It is observed that smaller and larger modifications of the above described product work-up are known and have been described in the literature.
In a preferred embodiment of the present invention the light fraction from the cracked products stream is a C1-C2 fraction or a C3-C4 fraction. In a preferred embodiment a C1-C2 and a C3-C4 fraction is obtained. Preferably hydrogen sulphide is removed from fraction comprising C1-C2 compounds and from fraction comprising C3-C4 compounds. Preferably the full C1-C2 fraction and the full C3-C4 fraction are subjected to the hydrogen sulphide removal process. Preferably hydrogen sulphide is removed from the full light product fraction as defined in the main claim.
Preferably 90 mol % of the hydrogen sulphide is removed from a product stream, preferably 96 mol %, more preferably 98 mol %, in a hydrogen sulphide removal process. A light fraction comprising C1-C4 compounds preferably comprises at least 75 mol % C1-C4 compounds based on hydrocarbon compounds, preferably 90 mol %. A light fraction comprising C1-C2 compounds preferably comprises at least 75 mol % C1-C2 compounds based on hydrocarbon compounds, preferably 90 mol %. A light fraction comprising C3-C4 compounds preferably comprises at least 60 mol % C3-C4 compounds based on hydrocarbon compounds, preferably 80 mol %.

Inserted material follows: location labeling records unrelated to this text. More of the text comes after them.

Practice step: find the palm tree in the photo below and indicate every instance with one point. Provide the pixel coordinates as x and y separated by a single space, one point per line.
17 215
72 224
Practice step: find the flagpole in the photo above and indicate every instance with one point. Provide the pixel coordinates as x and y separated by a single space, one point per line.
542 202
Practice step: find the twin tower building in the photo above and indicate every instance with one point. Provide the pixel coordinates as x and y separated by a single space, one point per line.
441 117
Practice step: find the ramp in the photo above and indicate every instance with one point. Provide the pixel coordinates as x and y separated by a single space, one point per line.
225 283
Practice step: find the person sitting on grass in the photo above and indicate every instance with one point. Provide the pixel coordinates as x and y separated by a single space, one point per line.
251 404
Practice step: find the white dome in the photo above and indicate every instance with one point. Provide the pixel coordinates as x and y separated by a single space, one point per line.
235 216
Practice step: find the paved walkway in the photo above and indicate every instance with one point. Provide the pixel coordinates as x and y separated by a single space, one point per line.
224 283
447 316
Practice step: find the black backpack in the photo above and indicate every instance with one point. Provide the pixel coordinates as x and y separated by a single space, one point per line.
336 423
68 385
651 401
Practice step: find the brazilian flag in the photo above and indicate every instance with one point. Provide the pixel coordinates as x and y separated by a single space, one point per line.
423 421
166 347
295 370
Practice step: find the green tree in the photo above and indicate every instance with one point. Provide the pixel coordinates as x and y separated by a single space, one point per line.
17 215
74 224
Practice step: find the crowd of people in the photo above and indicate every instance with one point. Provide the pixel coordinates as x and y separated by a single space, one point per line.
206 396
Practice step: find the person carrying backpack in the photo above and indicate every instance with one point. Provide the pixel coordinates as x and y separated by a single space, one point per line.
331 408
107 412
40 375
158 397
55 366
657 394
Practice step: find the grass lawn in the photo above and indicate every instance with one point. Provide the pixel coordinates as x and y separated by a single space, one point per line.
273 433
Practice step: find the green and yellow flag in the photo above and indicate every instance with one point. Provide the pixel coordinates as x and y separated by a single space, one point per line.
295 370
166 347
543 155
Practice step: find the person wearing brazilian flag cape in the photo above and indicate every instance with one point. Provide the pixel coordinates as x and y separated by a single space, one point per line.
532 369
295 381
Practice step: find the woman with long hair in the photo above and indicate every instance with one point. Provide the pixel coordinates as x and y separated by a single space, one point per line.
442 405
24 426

Without wishing to be bound by any kind of theory, it is believed that the formation of stable foams in the amine gas treating process may be due to the presence of products from catalytically cracking triglycerides and/or catalytically cracking of free fatty acids. It is believed that even ppmv (parts per million by volume) of free fatty acids themselves may contribute to the foaming. The products from catalytically cracking triglycerides and/or catalytically cracking of free fatty acids and/or triglycerides may include free fatty acids which may be present in the light fraction. Without wishing to be bound by any kind of theory, it is therefore believed that the light fraction may further contain one or more products from catalytically cracking triglycerides and/or catalytically cracking of free fatty acids. For example the light fraction may further contain one or more oxygen containing C1-C4 compounds having a biological origin. Such oxygen containing C1-C4 compounds having a biological origin may suitably have a boiling point equal to or less than 64° C. at a pressure of 0.1 MegaPascal. Examples of such oxygen containing C1-C4 compounds having a biological origin include methanol, ethanol, propanol, butanol, formic acid, acetic acid, propionic acid, butanoic acid, acetone, formaldehyde, acetaldehyde and acrylaldehyde. In a preferred embodiment the light fraction is a fraction comprising one or more compounds from biological origin chosen from the group consisting of methanol, acetone, ethanol, propanol, butanol, formic acid, acetic acid, propionic acid, butanoic acid, formaldehyde, acetaldehyde and acrylaldehyde. More preferably the light fraction is a fraction comprising one or more compounds from biological origin chosen from the group consisting of acetone, acetic acid or propionic acid. Again, without wishing to be bound by any kind of theory, it is believed that due to the bio-feed in the FCC step, the concentration of such oxygen containing C1-C4 compounds in a light fraction may have increased compared to a conventional FCC feed and such increased concentration may lead to a different kind of foaming in an amine treating process.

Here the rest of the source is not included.